Tiger Stadium is one of those places. It is one of those childhood places that we all have and will remember forever. The younger you were, the larger in life it was. The older you got, the larger the story or the tale. This is how I remember my trips to Detroit. We really didn't have a reason to go anywhere else downtown. Detroit is not one of those cities that you go, hang out and spend a day. You go purposefully, lock your car, go to where you need to go and enjoy being there. That's why the old stadium was double-decked all the way around. You didn't have to see Detroit. What was outside was outside. Baseball, your family and friends, memories and stories....those were all inside. The blue and orange seats, the tall light towers, the dark concourses that, when you walked onto that blue steel ramp toward the field, let in the sunlight and the bright green grass of the field. For a baseball fan, it's heaven. Driving on I-75 toward the stadium, it was a large white castle with flags on top and gates all around. It was a protected fortress from the crime and racial hate of the city outside of its walls. I will live with those sounds, sights and smells forever and always hated the fact that it would never be there....

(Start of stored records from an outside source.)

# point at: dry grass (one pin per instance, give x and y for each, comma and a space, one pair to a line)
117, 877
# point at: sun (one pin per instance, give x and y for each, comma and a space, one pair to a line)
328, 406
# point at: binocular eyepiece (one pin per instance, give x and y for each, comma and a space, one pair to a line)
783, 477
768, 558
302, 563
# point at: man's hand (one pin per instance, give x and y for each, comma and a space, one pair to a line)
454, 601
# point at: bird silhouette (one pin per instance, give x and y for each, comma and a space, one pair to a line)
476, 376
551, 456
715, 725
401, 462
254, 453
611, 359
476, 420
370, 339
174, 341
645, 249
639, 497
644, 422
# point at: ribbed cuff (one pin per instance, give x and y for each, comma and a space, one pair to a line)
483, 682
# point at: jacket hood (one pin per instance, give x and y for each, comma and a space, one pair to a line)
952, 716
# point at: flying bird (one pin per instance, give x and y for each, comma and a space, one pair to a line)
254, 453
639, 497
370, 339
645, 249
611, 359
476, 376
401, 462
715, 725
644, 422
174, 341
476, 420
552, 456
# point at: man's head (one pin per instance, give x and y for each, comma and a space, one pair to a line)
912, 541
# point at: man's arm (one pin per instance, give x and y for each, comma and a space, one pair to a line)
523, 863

until two weeks ago. My wife, Sara, had never seen this place that I always had high praise for. Driving north on the interstate, you couldn't see it. The city was doing construction right at that spot where you would pass the stadium almost making you have to go out of your way to see what's left. What we found wasn't a ballpark at all. Only one of the light-towers was still standing and the outside of the stadium looked like it had been stripped. You could see where the crane had stopped working because there was a big gash in the side of the stadium right behind where home plate was. If you remember spending that time in that ballpark, it takes your breath away. All of the visible memories that you can point to and show were going, going and, as of that Tuesday night, were almost gone. Four days later, my uncle, his wife and little girl went with Sara and I to go see it. My uncle, being older, obviously had more memories than do and his response was the same. We were on our way to the new ballpark just down the road and realized that I was getting to that age where I like hanging onto the past and it's hard to accept the new. To see your past being tangibally removed is a tough pill to swallow.

My trips to Michigan somehow always include some kind of trip down memory lane. It's either our old house in Woodhaven or a run by Rochester College to see my first dorm or a visit to see old friends at church. Michigan is an important part of my past but I just can't see it being an important part of my future. My mom has made the changes she's needed to made and is holding onto the memories that she needs to hang onto. I hope she continues to move forward in that direction.

The Monday after Sara and I got back from Detroit, Tiger Stadium's last main piece fell to the ground. To the right, is what remains of the building that sat at the corner of Michigan and Trumbull. It is completely open now to the city and hopefully, very soon, something else productive will replace its space. The Bible tells us that the things on this earth are not meant to last forever. Memories and moments, however, always stick with us. I'm thankful for the times I had at that place but it's time to let it go. New memories can be made now when we make our trips to Michigan and I can only hope that I will hang onto those and make them as precious as my old memories are.